Monday, March 26, 2012

"Fast Car"

Tracy Chapman - "Fast Car" (1988)

This song is about ten times more depressing than I remember.



I remember this song, because it was a song that was nominated (and possibly won) the 'class song' for my high school graduating class. I had never heard it, so listened to it and sort of thought of it as a Springsteen style come get in my car and lets go; like "Born to Run" or "Thunder Road", but told from the point of view of the women, who meets a man with a car that is fast enough to get her away from the small town life. But it's more than that. It's a tale of cyclical poverty, a women whose mother leaves, so she must take care of her alcoholic father. As the song continues, the undescribed partner with the fast car eventually turns to alcohol themself  and Chapman asks them to leave.

Tracy Chapman graduated from Tufts in 1987 and worked on recording her debut album immediately.
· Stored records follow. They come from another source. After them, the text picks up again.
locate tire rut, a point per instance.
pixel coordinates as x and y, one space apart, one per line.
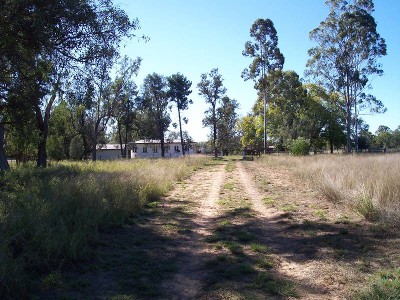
188 280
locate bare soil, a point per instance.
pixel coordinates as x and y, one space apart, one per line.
234 230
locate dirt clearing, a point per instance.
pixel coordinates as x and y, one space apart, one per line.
233 230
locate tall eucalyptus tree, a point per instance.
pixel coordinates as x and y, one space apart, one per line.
346 55
266 58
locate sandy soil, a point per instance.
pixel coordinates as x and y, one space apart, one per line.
324 251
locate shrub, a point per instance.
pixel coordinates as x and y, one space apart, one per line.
299 147
76 148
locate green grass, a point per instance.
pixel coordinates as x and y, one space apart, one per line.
52 216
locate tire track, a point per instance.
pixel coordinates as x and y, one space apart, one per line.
188 281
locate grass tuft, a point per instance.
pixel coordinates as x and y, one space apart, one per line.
53 216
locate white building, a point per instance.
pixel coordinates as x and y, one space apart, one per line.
152 149
108 151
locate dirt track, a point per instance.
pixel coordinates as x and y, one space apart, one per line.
234 230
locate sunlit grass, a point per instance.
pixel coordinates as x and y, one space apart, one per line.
53 215
367 183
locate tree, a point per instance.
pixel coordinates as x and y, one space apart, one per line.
3 159
61 132
179 90
125 93
251 131
384 137
50 38
155 100
187 139
226 124
287 107
266 58
346 55
329 113
212 89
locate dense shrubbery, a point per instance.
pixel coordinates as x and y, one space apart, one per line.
299 147
49 216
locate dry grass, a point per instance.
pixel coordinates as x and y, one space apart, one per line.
52 216
367 183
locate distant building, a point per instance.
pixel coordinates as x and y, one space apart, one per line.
109 151
152 149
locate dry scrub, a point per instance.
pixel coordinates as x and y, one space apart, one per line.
52 216
367 183
370 184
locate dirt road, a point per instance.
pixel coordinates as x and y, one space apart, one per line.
234 230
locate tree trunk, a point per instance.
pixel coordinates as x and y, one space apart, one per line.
214 133
94 150
348 127
3 158
43 126
161 132
94 141
180 131
42 153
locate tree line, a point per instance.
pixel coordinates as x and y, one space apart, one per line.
326 109
63 85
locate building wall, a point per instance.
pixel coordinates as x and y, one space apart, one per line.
151 154
102 154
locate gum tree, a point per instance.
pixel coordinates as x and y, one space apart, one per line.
155 102
212 89
179 90
267 57
346 55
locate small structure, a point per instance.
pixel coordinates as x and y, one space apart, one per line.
109 152
152 149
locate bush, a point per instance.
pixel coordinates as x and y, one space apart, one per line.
299 147
76 148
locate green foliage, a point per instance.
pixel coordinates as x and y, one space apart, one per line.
226 125
76 149
212 89
155 102
264 50
179 90
346 55
299 147
251 131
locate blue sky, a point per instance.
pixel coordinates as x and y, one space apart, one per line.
192 37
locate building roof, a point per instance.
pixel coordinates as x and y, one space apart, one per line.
167 141
108 147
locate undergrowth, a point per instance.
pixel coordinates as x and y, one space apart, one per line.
53 216
367 183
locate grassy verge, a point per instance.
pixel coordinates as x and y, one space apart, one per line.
367 183
53 216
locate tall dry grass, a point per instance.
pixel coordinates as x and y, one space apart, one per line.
368 183
52 216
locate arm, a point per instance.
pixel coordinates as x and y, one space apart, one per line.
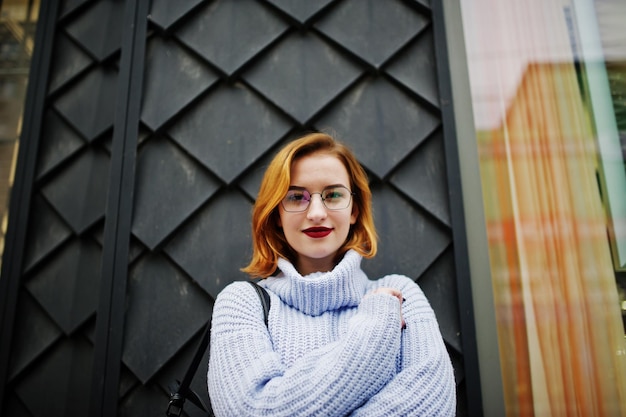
425 383
246 376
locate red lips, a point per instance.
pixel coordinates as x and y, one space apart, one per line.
317 232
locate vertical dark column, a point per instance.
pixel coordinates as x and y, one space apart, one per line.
457 218
19 208
110 315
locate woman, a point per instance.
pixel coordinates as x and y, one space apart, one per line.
336 343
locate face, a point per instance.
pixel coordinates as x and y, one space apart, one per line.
317 233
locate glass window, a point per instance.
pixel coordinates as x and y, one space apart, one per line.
17 31
548 87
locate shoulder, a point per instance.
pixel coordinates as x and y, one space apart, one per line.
238 298
411 291
400 282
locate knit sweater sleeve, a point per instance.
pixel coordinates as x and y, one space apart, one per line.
424 385
246 376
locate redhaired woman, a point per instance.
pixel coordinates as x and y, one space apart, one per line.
337 343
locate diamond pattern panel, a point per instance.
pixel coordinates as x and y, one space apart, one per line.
170 187
99 28
46 232
67 285
58 142
381 123
302 74
222 230
301 10
417 68
61 385
34 333
154 283
409 242
79 191
229 129
69 61
174 78
165 13
372 29
228 33
439 285
90 103
422 177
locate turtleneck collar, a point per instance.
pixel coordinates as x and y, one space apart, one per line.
319 292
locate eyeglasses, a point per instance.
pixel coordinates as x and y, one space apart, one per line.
333 198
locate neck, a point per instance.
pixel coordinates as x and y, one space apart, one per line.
306 266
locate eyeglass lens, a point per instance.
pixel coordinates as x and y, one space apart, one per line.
335 198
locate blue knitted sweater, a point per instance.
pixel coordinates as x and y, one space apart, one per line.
328 350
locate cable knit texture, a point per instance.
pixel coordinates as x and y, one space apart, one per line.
328 350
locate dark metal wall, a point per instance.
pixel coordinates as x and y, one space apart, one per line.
149 124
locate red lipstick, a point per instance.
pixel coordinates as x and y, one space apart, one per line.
317 232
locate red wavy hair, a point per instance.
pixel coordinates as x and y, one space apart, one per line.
268 239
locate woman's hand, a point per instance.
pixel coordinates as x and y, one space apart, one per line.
395 293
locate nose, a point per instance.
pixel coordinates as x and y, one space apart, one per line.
317 209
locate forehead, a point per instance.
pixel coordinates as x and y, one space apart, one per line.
319 169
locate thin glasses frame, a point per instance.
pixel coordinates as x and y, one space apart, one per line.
298 199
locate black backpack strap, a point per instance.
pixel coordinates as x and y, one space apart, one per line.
265 300
180 391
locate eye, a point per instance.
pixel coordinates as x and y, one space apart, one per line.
333 194
296 196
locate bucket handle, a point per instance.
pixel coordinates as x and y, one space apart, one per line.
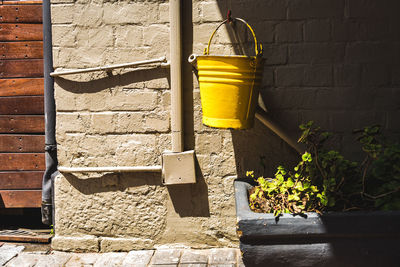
258 52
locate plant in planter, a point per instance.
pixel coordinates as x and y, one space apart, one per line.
319 188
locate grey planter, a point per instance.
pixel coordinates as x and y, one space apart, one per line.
332 239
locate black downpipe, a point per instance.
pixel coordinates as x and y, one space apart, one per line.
50 119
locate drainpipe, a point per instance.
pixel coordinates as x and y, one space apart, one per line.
50 120
176 75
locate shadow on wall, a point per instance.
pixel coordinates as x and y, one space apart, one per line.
190 200
336 62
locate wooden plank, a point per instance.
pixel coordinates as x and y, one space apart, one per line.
21 32
21 68
21 13
21 105
22 161
21 143
20 198
21 50
21 180
22 124
20 87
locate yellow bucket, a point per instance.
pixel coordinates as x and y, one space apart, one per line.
229 86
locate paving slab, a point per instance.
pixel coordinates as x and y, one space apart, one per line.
194 257
166 257
110 259
138 258
7 252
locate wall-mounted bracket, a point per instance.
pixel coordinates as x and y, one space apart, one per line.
178 168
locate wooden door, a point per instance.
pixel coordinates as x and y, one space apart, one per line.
22 159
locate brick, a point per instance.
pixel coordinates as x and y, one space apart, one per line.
8 251
291 98
72 122
95 37
393 122
82 259
157 37
211 12
121 13
128 36
317 31
289 76
347 75
61 14
133 100
261 10
157 123
222 256
268 77
25 259
208 143
86 243
372 9
306 9
110 259
348 30
395 74
366 52
129 122
288 32
264 31
275 54
316 53
318 75
202 32
56 259
193 257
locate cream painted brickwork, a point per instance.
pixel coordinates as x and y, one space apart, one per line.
325 62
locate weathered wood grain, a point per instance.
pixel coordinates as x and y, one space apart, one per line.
21 68
21 50
21 32
22 124
21 87
20 198
21 180
22 105
21 143
22 161
21 13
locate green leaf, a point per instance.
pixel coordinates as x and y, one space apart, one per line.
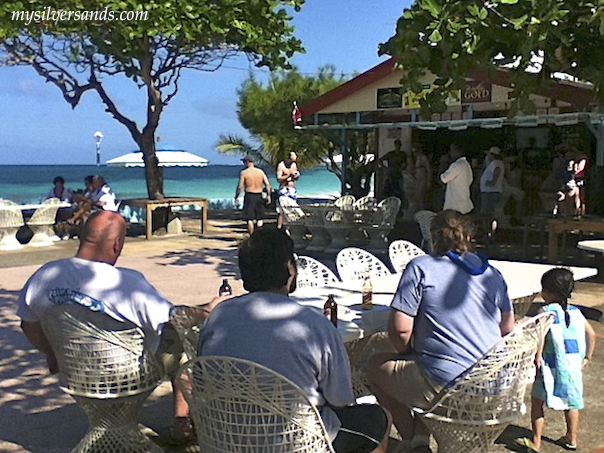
435 36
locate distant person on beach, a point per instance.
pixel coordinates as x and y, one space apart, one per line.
59 190
251 180
267 327
64 194
458 179
123 294
567 350
287 175
103 197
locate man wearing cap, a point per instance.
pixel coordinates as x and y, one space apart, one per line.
458 178
251 179
491 184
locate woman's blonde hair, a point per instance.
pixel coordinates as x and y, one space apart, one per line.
451 231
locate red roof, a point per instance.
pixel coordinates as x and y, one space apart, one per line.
560 91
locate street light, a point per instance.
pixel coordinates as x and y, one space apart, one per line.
98 138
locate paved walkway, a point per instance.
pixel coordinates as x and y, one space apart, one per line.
36 417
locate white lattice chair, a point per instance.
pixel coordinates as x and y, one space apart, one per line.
11 219
353 263
311 273
470 414
364 203
345 202
382 222
424 219
42 221
238 405
294 220
401 252
105 366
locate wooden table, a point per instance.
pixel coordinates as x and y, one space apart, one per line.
560 225
169 202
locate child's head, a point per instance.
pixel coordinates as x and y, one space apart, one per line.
557 285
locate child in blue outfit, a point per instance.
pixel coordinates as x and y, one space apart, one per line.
568 348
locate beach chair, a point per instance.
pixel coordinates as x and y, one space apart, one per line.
401 252
354 263
105 366
311 273
238 405
424 219
11 219
294 221
41 223
474 410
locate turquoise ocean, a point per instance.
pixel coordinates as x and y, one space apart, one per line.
26 184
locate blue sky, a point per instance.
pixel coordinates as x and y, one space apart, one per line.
38 127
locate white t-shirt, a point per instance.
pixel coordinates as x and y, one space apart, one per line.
106 195
487 175
296 341
123 294
458 178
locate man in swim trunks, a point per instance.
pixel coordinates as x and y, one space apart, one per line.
287 175
252 179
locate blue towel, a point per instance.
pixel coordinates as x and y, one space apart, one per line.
560 382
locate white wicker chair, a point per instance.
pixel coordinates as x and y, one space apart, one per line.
364 203
382 223
401 252
352 264
105 367
470 414
294 220
312 273
424 219
345 202
11 219
240 406
42 221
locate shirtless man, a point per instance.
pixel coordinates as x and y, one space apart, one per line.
252 179
287 175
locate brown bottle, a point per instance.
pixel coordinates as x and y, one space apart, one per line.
225 289
331 310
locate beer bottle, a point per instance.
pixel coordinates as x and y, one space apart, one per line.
225 289
331 309
367 293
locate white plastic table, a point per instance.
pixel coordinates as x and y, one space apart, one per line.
523 280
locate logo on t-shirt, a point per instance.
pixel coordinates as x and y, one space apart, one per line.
62 296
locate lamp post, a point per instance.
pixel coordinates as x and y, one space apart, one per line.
98 138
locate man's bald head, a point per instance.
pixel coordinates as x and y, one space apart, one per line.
103 237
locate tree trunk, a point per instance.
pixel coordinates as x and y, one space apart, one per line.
153 172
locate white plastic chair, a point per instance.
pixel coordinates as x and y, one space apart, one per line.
238 405
364 203
401 252
42 221
353 263
424 219
294 220
312 273
382 223
11 219
470 414
345 202
105 366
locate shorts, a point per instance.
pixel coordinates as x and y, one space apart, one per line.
363 428
170 353
253 206
413 387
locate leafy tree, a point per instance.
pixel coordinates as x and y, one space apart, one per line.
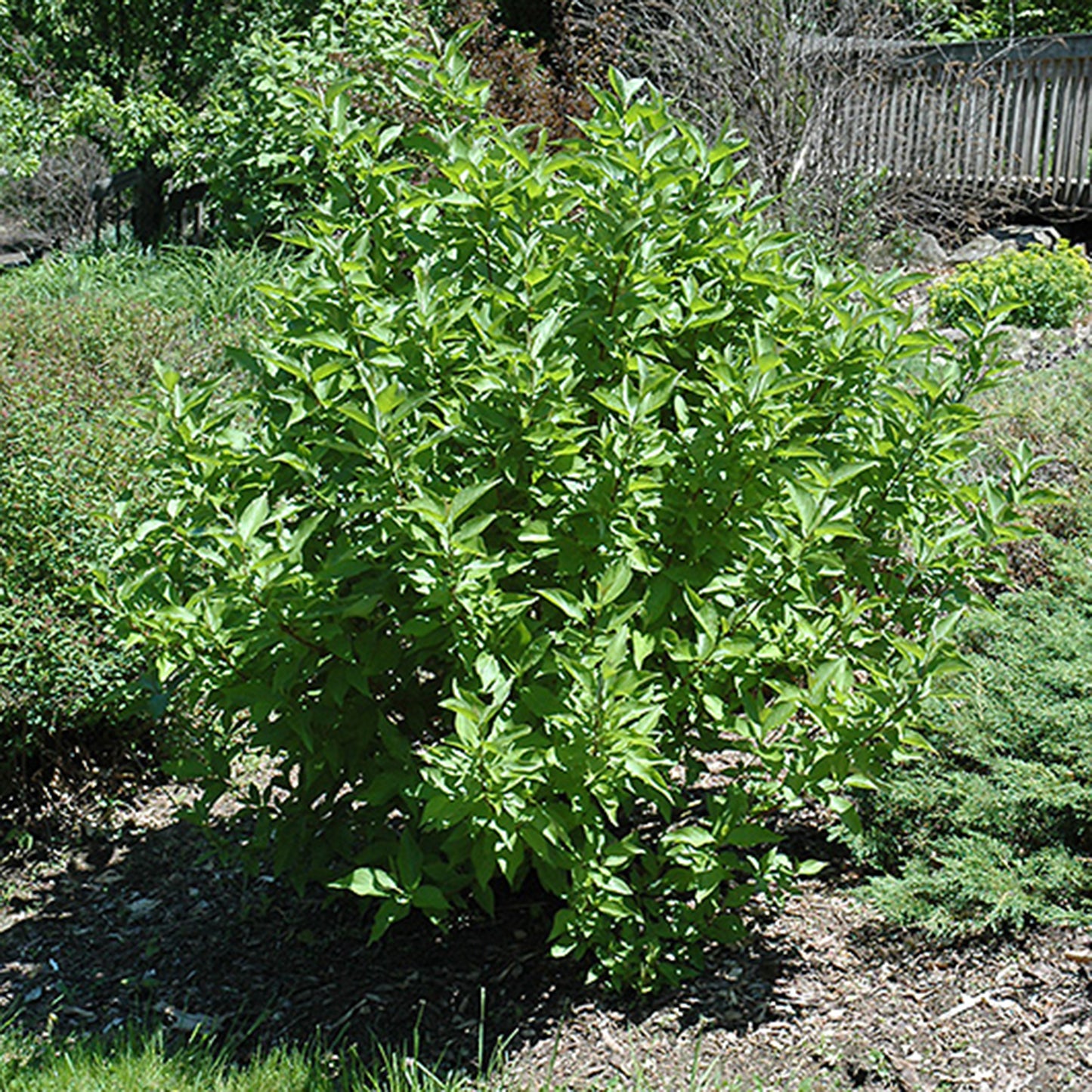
173 45
567 527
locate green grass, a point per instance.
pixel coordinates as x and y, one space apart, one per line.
212 285
165 1063
157 1063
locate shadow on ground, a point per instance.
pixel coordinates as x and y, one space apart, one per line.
145 928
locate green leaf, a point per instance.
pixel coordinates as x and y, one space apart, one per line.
564 601
252 519
750 834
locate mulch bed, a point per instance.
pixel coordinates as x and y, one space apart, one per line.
138 924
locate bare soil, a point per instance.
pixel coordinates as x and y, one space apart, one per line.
135 922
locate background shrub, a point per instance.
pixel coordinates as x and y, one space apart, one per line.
79 339
1044 287
567 527
991 830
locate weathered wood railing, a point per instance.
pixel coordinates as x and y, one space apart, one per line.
1011 117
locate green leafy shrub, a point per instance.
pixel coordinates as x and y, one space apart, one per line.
995 828
67 373
567 527
1044 287
255 142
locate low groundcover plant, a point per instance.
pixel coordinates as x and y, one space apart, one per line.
567 527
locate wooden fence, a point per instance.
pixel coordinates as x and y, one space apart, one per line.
1015 118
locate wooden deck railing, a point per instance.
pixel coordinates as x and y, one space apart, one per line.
1010 117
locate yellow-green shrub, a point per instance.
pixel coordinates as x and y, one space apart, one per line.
1044 287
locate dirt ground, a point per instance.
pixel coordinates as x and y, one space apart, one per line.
137 923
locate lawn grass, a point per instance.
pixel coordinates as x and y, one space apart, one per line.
155 1063
134 1062
213 285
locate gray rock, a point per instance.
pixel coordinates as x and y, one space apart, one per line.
1010 237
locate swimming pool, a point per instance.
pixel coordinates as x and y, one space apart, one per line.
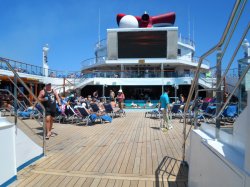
139 104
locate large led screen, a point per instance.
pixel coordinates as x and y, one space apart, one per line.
146 44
The album and single were released in April of 1988. In June of that year the 70th birthday concert for Nelson Mandela happened in London and was broadcast around the world. Chapman had performed to great reception early in the day, but later when Stevie Wonder was having technical problems she was asked to fill in for a few songs. She performed this song on stage by herself with just an acoustic guitar. The album Tracy Chapman hit number one in the U.K. three weeks later and a month after that topped the US charts.

It's a simple song, with a ringing acoustic guitar loop playing through the verses. The bass is very understated and the percussion is also very light, consisting of just a simple drum set and maybe a maraca. The chorus, where Chapman expresses the elation and exhilaration of sitting in the fast car gets a little louder, adds steel guitar, much louder percussion and maybe even some organ or other keyboard instrument filling in the bottom with the bass. It's a powerful song lyrically, and like I said, much harsher than I remember half a lifetime ago.